Może kiedyś bym się z tego śmiał, ale widząc dokonania Macierewicza, jego kumpli, boy-friendów oraz efekty pracy podkomisji smoleńskiej - wiem, że taki festiwal jest możliwy.

Chociaż na scenie wewnętrznej polska piosenka wstanie z kolan, jak to określił Prezes, bo za granicą jest niesprzedawalna - co rok w rok pokazuje choćby Eurowizja.

G
Gość
W dniu 22.05.2017 o 23:11, tina napisał:

Co za głupoty wypisujecie że Kajah zrezygnowała przecież Kurski z niej zrezygnował i lawina ruszyła a moim zdaniem prezydent dobrze zrobił że sie przeciwstawił TVP przecież oni robią to co im jest pasuje, ale ten się śmieje kto się śmieje ostatni po prostu to jest PIS.

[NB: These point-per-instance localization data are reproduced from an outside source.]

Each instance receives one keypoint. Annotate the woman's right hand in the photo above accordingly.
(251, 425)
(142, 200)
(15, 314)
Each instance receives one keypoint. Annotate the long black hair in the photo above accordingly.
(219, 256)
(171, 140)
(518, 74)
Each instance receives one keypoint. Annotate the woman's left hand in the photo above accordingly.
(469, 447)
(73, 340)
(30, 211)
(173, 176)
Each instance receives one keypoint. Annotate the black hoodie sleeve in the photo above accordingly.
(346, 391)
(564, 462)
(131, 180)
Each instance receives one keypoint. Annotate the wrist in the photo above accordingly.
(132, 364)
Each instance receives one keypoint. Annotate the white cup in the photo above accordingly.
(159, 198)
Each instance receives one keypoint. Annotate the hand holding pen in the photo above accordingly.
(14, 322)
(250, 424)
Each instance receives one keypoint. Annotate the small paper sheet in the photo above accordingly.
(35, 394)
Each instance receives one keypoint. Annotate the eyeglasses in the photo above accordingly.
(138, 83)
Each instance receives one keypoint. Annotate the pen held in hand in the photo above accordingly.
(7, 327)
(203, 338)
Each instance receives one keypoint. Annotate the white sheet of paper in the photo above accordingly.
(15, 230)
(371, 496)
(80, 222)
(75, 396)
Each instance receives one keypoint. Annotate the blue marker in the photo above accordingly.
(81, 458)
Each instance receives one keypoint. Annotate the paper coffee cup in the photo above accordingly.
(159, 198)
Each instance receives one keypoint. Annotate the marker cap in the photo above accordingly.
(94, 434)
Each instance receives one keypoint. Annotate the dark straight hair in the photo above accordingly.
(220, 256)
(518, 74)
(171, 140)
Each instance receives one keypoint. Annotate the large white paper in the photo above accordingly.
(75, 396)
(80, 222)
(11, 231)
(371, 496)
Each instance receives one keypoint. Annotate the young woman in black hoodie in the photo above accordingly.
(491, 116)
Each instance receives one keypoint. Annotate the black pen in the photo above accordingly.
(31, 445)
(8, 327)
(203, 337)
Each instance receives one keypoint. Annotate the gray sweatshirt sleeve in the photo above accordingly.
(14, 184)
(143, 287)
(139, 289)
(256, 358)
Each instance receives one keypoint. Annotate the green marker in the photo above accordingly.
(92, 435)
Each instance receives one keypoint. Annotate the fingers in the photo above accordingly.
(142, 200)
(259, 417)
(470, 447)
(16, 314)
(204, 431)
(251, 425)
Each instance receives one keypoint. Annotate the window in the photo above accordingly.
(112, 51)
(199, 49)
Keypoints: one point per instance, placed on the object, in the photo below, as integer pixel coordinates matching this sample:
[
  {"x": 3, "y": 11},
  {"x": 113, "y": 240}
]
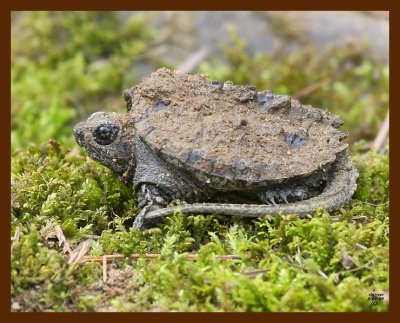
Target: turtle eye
[{"x": 105, "y": 134}]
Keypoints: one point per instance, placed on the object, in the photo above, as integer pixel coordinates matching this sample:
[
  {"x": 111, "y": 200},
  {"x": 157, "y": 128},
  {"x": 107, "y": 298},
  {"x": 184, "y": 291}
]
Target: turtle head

A dokładniej, ostatni się zawsze śmieje Prezes

(Jarosław K. uradowany po rozgonieniu protestujących - słusznie czy niesłusznie - przez policję przed Sejmem - zdjęcie jest dostępne w sieci, jako niezarejestrowany użytkownik nie mogę go tu dodać).

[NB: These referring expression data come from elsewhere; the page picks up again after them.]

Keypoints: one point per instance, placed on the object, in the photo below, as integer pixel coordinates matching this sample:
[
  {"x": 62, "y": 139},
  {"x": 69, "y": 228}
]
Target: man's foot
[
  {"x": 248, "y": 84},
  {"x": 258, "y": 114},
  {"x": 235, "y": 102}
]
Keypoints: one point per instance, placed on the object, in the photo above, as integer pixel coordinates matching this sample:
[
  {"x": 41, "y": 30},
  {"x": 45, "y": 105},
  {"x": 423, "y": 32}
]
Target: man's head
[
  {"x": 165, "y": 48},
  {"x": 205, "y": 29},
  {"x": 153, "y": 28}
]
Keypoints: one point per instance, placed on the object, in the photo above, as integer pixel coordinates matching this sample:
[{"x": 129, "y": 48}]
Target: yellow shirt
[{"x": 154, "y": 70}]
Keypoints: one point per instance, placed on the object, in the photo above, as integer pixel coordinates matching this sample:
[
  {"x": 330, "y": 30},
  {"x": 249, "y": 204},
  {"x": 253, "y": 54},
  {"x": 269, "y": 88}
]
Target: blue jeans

Nawiasem mówiąc, Kurski zrezygnował z występu Kayah, ale kiedy zrobiła się z tego afera wszystkiemu zaprzeczył. Ale piosenkarka poczuła się urażona i odrzuciła jego zaloty.

g
gosc

burza w szklance H2O :D

B
Bibi
Ale Wy na siebie jedziecie ...
a
a plaszcak mnie znajdzie

NIE kURSKIEMU!! I tyle  w temacie!!! niech se urządza swoje!!! a miastom przypominam "tylko świnie siedzą w kinie " bo nie o miasta chodzi a o twórców to oni w geście solidarności wsparli Kayah szacun dla Nosowskiej Pierwszej Damy Niezależnego  Showbisnesu ona jako pierwsza powiedziała  wielkie NIE !!! DZIĘKUJĘ!!! Kasiu :mellow:

H
Hairy Portier

Prezydent Opola chciał się pokazać na scenie ogólnopolskiej no i się pokazał. I to wszystko z korzyści jakie były do osiągnięcia, bo teraz będą tylko koszty i straty. Źle to wygląda.

b
brukowka

PiSbolszewiki z TVPis zrobia Festiwal Piesni Smolenskiej i zawiaza autokarami na niego gawiedz smolenska na koszt podatnika ot taka wasza PiSmac jest. Przegonilismy Naziste, przegonilismy Komuniste, przegonimy i Kaczyste.